JUNEAU — House Speaker Mike Chenault on Friday opposed a rewritten version of his bill to advance an in-state natural gas pipeline project.
Chenault told the Senate Community and Regional Affairs Committee that its rewrite of HB9 "neutered" the ability of the Alaska Gasline Development Corp., or AGDC, to advance a project. And he said it reinserts politics into efforts to bring a gas line to fruition.

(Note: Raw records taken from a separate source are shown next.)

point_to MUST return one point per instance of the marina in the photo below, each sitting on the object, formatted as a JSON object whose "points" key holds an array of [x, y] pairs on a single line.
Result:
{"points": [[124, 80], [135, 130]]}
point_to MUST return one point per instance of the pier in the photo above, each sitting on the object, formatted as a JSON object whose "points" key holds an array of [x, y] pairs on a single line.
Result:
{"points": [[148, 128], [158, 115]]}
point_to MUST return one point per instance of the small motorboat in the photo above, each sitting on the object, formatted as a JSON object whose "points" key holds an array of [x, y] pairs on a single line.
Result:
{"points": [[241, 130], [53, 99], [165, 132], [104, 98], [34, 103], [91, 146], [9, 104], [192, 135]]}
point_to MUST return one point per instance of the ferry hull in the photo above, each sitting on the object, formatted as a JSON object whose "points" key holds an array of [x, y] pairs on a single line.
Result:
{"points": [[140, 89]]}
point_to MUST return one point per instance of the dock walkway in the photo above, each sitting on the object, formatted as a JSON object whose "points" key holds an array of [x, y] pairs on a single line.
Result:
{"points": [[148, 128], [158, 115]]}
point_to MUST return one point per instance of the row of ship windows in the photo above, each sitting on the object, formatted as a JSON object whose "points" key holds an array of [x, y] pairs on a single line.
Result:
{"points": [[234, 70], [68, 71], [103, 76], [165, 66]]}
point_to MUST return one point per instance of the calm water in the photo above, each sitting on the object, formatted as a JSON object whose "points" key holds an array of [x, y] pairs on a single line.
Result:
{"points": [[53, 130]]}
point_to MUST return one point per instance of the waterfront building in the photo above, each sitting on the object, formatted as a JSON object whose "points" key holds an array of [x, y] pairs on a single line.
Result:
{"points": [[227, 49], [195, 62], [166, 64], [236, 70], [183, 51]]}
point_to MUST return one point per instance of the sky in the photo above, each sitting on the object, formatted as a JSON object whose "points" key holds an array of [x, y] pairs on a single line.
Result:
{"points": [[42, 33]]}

Earlier this week, Gov. Sean Parnell called on the Senate to pass some version of the bill, saying legislative inaction would set back efforts to try to bring a gas line project to fruition. At the very minimum, he said the Legislature should provide AGDC with adequate funding to continue its work and pass a bill that would allow the corporation to enter into confidentiality agreements to share information. But he said there are other parts of the bill where he thinks there's room for agreement — and that the bill should be larger than just the bare minimum he considers necessary.
Parnell said he would like to see $71 million in funding for AGDC, $50 million of that coming from the $200 million that lawmakers last year set aside for in-state gas work.
The bill is one of the big, unresolved issues with the Legislature's scheduled adjournment on Sunday looming. Others include the budget bills and oil taxes, which the Senate majority is trying to find enough votes on its side to pass.
There really wasn't anything that Chenault and Rep. Mike Hawker indicated they liked about the new version of HB9, which was introduced by an aide to committee chair Donny Olson as the "bare minimum" to get AGDC to an open season, or the process in which it would court producers and pursue shipping agreements.
Hawker challenged that, saying it fell "well below" the minimums necessary.
The bill would, among other things, allow for confidentiality of information related to the "particulars" of the business or affairs of a private enterprise, an investor or a person entering into a contract with AGDC. It removes the authorization for AGDC to issue bonds and incur debt, and requires legislative approval prior to construction of any line — a provision that House Democrats tried unsuccessfully to add to the bill prior to House passage last month.
Chenault said that neither his nor Hawker's office were involved in helping draft the new version.
After Chenault and Hawker voiced their displeasure with it, the bill was held.
The committee is the first of three that the bill has been assigned to on the Senate side.